AI Engine Programming

An AI Engine program consists of a Data Flow Graph Specification written in C++. As described in C++ Template Support you can use template classes or functions for writing the AI Engine graph or kernels. The application can be compiled and executed using the AI Engine tool chain. This chapter provides an introduction to writing an AI Engine program.

A complete class reference guide is shown in Adaptive Data Flow Graph Specification Reference. The example that is used in this chapter can be found as a template example in the Vitis™ environment when creating a new AI Engine project.

Prepare the Kernels

Kernels are computation functions that form the fundamental building blocks of the data flow graph specifications. Kernels are declared as ordinary C/C++ functions that return void and can use special data types as arguments (discussed in Window and Streaming Data API). Each kernel should be defined in its own source file. This organization is recommended for reusability and faster compilation. Furthermore, the kernel source files should include all relevant header files to allow for independent compilation. It is recommended that a header file (kernels.h in this documentation) should declare the function prototypes for all kernels used in a graph. An example is shown below.

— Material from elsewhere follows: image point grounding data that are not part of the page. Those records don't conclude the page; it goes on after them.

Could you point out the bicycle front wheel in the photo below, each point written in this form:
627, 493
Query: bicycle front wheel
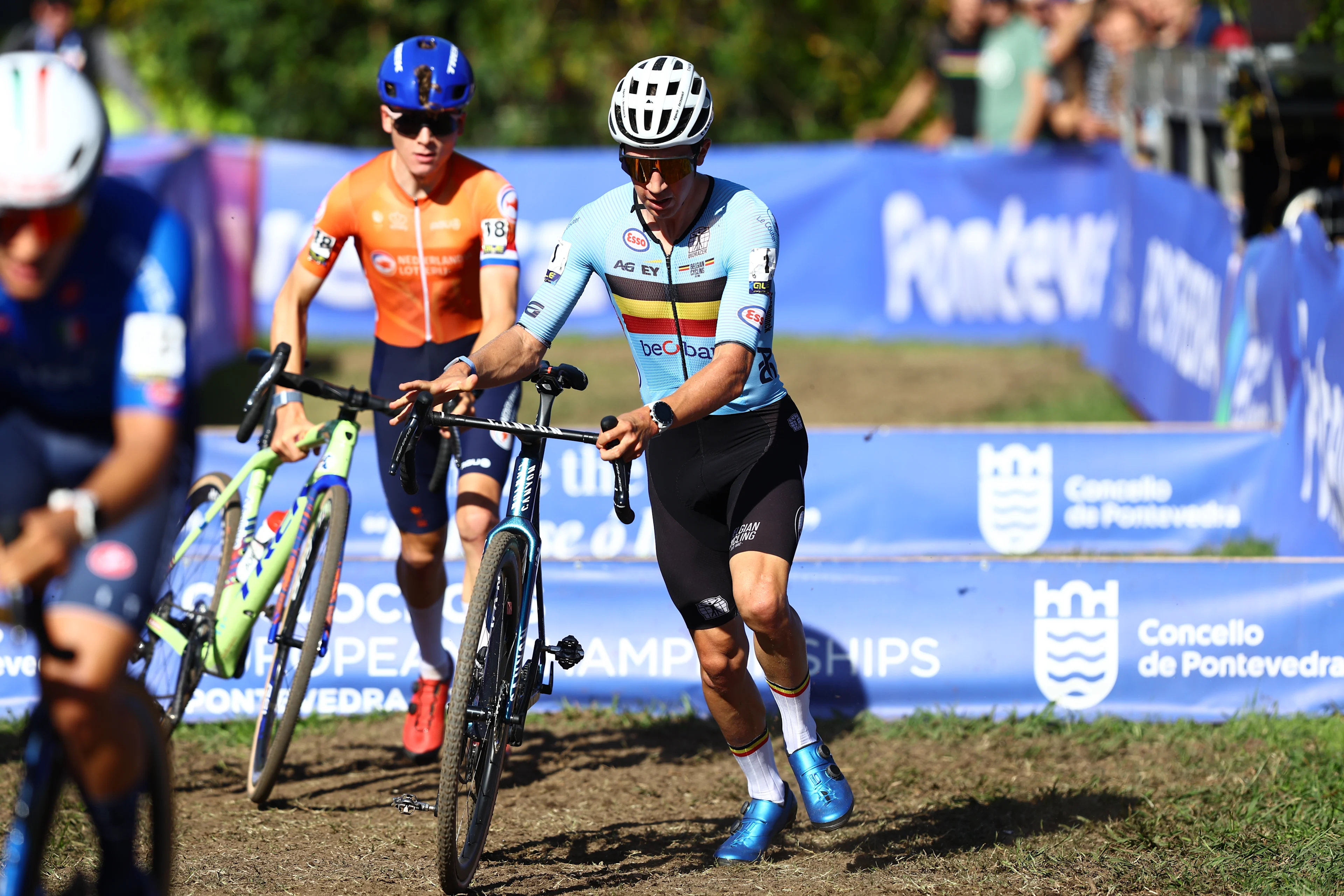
155, 846
312, 589
189, 600
476, 731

#ifndef FUNCTION_KERNELS_H
#define FUNCTION_KERNELS_H

void simple(input_window_cint16 * in, output_window_cint16 * out);

#endif

In the example, the #ifndef and #endif are present to ensure that the include file is only included once, which is good C/C++ practice.

Creating a Data Flow Graph (Including Kernels)

This following process describes how to construct data flow graphs in C++.

Define your application graph class in a separate header file (for example project.h). First, add the Adaptive Data Flow (ADF) header (adf.h) and include the kernel function prototypes. The ADF library includes all the required constructs for defining and executing the graphs on AI Engines.
```
#include <adf.h>
#include "kernels.h"
```
Define your graph class by using the objects which are defined in the adf name space. All user graphs are derived from the class graph.
```
include <adf.h>
#include "kernels.h"

using namespace adf;

class simpleGraph : public graph {
private:
  kernel first;
  kernel second;
};
```
This is the beginning of a graph class definition that declares two kernels (first and second).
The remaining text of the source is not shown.